Das Problem: Der Auftrag dieser Art von Hochschulen lautete bisher eher Lehre als Forschung. Für Kooperationen mit Fraunhofer muss eine Hochschule aber auch der Forschung einen sehr hohen Stellenwert einräumen. Doch der scheitert oft am Lehrdeputat eines HAW/FH-Professors. Bei in der Regel 18 Semesterwochenstunden bleibt ihm oder ihr wenig Zeit für eine den Universitäten vergleichbare, auf höchstem Niveau erfolgende Forschung. Fraunhofer macht daher für eine Kooperation mit den Fachhochschulen eine Reduzierung des Lehrdeputats um die Hälfte zur Voraussetzung. Dafür brauchen die HAW/FH aber eine rechtssichere Grundlage.

 

Die Lösung:  Eine Forschungsprofessur würde das zeitliche Dilemma lösen. Die aber kann nach den Landesgesetzen oft nur befristet erteilt werden. Das wiederum limitiert den Erfolg des Projekts.  Über Honorarprofessuren könnten Forschende bei Fraunhofer verstärkt einen Beitrag zur aktuellen Lehre leisten und damit zugleich die Hochschulen entlasten. Auch die Einbindung von Fraunhofer-Mitarbeitenden im Rahmen von sog. Shared Professorships könnte die Zusammenarbeit vertiefen.

 

Übrigens kämpft die Wissenschaft mit demselben Problem wie der Mittelstand, der sogenannten A1-Bescheinigung.
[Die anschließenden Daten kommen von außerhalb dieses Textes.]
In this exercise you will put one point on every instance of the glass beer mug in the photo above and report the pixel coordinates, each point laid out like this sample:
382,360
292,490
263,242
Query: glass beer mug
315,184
Die Kanzlerin der Johannes Gutenberg Universität Mainz, Waltraud Kreutz-Gers, beantwortete im vergangenen Jahr die Frage, was ihr eindrücklichstes Erlebnis mit der Bürokratie sei. „Ein Highlight ist aus meiner Sicht die A1-Bescheinigung, der Sozialversicherungsnachweis. Sie verursacht einen riesigen Verwaltungsaufwand, weil sie auch bei kurzen Auslandsaufenthalten gilt, die im Hochschulbereich häufig sind.“  Mit Interesse habe Kreutz-Gers gelesen, dass in Österreich die pauschale Ausstellung für zwei Jahre möglich ist. Die entsendete Person muss nur regelmäßig in mehreren EU-Ländern arbeiten. Da lacht die Wissenschaftlerin.